Aktivitas eksplorasi nikel di Raja Ampat dimulai sejak akhir
1960-an, terutama di Pulau Gag yang diketahui memiliki cadangan nikel berkadar
tinggi. PT Aneka Tambang (Antam) bersama perusahaan asing mulai melakukan
survei dan eksplorasi, yang pada tahun 1996 menghasilkan pembentukan PT Gag
Nikel, anak usaha Antam yang berkolaborasi dengan BHP Billiton asal Australia.
Namun, pada 1999, Pulau Gag ditetapkan sebagai hutan
lindung, membuat aktivitas tambang ditangguhkan. Setelah sempat terhenti, pada
2017 tambang kembali diaktifkan, menyusul melonjaknya permintaan nikel global
untuk baterai kendaraan listrik.
Hingga pertengahan 2025, aktivitas tambang nikel di Raja
Ampat telah meluas ke beberapa pulau lain seperti Pulau Kawe, Manuran, dan
Batan Pelei. Total luas wilayah pertambangan yang telah mendapat izin mencapai
lebih dari 22.000 hektar.
Namun, perkembangan ini disertai dampak lingkungan yang
mengkhawatirkan. Data lembaga lingkungan menyebutkan lebih dari 490 hektar
hutan telah mengalami deforestasi sejak 2020. Aktivitas tambang juga
menyebabkan limbah dan lumpur mencemari kawasan terumbu karang dan perairan
laut, yang selama ini menjadi jantung ekosistem dan wisata Raja Ampat.
Gelombang penolakan datang dari berbagai elemen masyarakat.
Komunitas adat di Pulau Kawe, Pulau Gag, dan kelompok pegiat lingkungan
menyatakan sikap menolak tambang nikel yang dinilai mengancam kelestarian alam
dan ruang hidup mereka. Baliho penolakan terpampang di pusat kota Waisai, dan
unjuk rasa masyarakat adat telah berlangsung beberapa kali sejak awal tahun
ini.
“Kami bukan menolak pembangunan, tapi menolak kehancuran.

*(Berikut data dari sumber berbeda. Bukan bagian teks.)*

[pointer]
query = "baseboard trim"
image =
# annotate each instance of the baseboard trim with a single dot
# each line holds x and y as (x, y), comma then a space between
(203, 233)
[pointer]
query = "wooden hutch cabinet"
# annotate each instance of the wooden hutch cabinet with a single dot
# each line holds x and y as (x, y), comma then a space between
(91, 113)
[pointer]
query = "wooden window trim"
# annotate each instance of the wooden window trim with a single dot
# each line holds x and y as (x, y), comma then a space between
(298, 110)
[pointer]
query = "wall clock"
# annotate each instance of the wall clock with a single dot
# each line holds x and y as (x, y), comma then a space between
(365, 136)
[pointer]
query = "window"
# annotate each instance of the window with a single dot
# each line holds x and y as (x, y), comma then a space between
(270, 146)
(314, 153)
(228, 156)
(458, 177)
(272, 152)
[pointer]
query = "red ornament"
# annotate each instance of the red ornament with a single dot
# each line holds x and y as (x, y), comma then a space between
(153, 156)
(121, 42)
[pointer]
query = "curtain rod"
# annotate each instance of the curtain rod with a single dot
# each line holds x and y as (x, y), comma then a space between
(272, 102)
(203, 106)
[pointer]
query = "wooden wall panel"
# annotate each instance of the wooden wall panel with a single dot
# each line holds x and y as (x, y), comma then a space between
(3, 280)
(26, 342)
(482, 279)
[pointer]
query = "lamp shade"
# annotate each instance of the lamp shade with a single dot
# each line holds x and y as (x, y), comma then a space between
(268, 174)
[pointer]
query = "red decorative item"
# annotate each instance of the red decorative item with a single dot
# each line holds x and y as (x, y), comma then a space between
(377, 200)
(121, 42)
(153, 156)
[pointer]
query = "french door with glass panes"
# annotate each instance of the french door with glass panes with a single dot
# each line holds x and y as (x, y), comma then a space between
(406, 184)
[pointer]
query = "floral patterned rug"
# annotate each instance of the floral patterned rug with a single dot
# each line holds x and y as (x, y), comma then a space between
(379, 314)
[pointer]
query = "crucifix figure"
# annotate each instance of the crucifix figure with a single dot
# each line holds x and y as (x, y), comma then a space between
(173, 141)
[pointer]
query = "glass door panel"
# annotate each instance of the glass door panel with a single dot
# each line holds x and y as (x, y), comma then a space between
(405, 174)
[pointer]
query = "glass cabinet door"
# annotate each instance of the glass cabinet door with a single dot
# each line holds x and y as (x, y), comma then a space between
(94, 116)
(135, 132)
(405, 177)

Wilayah kami bukan untuk dikuras demi keuntungan perusahaan,” ujar seorang
tokoh adat dari Kawe.
Menanggapi polemik yang terus membesar, pemerintah pusat
melalui Kementerian ESDM dan Kementerian Lingkungan Hidup dan Kehutanan
akhirnya mengambil langkah tegas. Pada awal Juni 2025, pemerintah memutuskan
menghentikan sementara operasi tambang di empat pulau, termasuk Pulau Gag dan
Kawe, untuk dilakukan evaluasi izin dan dampak lingkungan.
Di sisi lain, DPR dan sejumlah anggota Komisi IV juga
mendesak adanya audit menyeluruh terhadap PT Gag Nikel dan entitas pertambangan
lainnya di Raja Ampat, terutama terkait transparansi penggunaan dana, program
tanggung jawab sosial (CSR), serta keterlibatan masyarakat lokal dalam
pengambilan keputusan.
Asosiasi pelaku wisata, termasuk PHRI Raja Ampat, turut
bersuara. Mereka menilai keberlanjutan pariwisata yang menjadi sumber utama
ekonomi lokal terancam jika tambang terus berjalan tanpa kontrol ketat.
“Jika laut tercemar dan hutan rusak, wisatawan tidak akan
datang lagi. Ini bukan hanya soal tambang, tapi soal masa depan ekonomi rakyat
Raja Ampat,” ujar perwakilan pelaku wisata lokal.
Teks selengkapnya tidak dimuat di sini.